Extra Homework 2

Let's train a transformer model on the dair-ai/emotion dataset, using fixed positional encoding.

Note that in Notebook 0430, we used a transformer model with continuous input. To adapt it to text input, we need to prepend it with an embedding layer. You can start out from the Embedding layer you created in Notebook 0409. Make the following changes:

Use dictionary inputs and outputs.
Implement the option to include fixed absolute positional encoding.
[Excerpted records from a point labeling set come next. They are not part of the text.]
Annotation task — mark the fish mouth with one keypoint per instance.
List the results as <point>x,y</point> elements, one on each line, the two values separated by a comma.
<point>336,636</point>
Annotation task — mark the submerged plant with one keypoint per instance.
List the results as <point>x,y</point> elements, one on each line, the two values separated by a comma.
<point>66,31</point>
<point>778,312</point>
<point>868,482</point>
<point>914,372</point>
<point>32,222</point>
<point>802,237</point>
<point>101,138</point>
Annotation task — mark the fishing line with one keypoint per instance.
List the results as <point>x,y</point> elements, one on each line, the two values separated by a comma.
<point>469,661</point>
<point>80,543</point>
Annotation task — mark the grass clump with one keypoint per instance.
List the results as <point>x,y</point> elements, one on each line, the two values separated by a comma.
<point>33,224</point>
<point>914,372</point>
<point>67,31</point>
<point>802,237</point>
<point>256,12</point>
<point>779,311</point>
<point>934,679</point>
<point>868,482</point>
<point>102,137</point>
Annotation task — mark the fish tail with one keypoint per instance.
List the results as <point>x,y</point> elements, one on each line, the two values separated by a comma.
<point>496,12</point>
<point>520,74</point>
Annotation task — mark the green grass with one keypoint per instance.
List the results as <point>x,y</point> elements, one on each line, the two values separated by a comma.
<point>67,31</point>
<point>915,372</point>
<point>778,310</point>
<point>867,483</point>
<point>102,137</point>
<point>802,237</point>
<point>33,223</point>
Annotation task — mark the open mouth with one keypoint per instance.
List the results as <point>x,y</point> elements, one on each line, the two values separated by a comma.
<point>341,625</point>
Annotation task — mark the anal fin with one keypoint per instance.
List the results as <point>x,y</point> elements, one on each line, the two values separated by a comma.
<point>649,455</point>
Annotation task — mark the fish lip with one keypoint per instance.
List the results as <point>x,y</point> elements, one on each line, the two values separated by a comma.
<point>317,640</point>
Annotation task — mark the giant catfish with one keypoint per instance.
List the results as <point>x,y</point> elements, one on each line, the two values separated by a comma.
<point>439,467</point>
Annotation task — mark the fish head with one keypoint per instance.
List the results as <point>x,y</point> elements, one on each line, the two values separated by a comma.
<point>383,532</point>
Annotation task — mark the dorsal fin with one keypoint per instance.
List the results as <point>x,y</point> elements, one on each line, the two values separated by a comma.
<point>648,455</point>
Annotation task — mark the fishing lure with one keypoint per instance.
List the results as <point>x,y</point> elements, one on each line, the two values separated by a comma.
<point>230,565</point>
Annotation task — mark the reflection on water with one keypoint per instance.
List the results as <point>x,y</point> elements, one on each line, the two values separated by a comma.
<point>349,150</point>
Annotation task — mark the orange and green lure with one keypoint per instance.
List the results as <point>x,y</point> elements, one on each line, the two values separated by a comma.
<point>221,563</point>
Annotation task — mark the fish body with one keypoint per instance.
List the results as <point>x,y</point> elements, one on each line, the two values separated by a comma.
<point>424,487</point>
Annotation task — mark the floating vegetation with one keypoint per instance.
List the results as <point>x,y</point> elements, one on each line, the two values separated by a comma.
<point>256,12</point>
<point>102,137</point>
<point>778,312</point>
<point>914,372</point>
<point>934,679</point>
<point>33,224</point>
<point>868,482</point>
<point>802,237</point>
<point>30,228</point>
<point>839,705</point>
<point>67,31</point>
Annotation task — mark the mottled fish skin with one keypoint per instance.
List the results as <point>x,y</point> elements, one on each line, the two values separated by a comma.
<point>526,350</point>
class Embedding(torch.nn.Module):
    """
    Ensemble-ready embedding.

    Arguments
    ---------
    config : `dict`
        Configuration dictionary. Required key-value pairs:
        `"device"` : `str`
            The device to store parameters on.
        `"ensemble_shape"` : `tuple[int]`
            The shape of the ensemble of affine transformations
            the model represents.
    embedding_dim : `int`
        The number of embedding dimensions.
    vocabulary_size : `int`
        The number of vocabulary entries.
    positional_encoding : `bool`
        Whether to add positional encoding to the embedding,
        as described in the paper "Attention is All You Need".
        Default: `False`.

    Calling
    -------
    Instance calls require one positional argument:
    batch : `dict`
        The input data dictionary. Required key:
        `"token_ids"` : `torch.Tensor`
            Tensor of token IDs. It is required to be one of the following shapes:
            1. `ensemble_shape + batch_shape`
            2. `batch_shape`

        Upon a call, the model thinks we're in the first case
        if the first `len(ensemble_shape)` many entries of the
        shape of the input tensor is `ensemble_shape`.
"""

Load the dataset, just like in Homework 10.
Make a transformer as a sequential model of:
1. an embedding, with embedding dimension 32, and positional encoding
2. dropout
3. 2 transformer blocks (pairs of multi-head attention and feedforward blocks) with 4 attention heads.
4. mean pool
5. a linear layer, to map the 32 embedding dimensions to the number of classes in the dataset.
Train the model on the dataset, using train_supervised. Remember to set the keyword arguments out_features and target_key.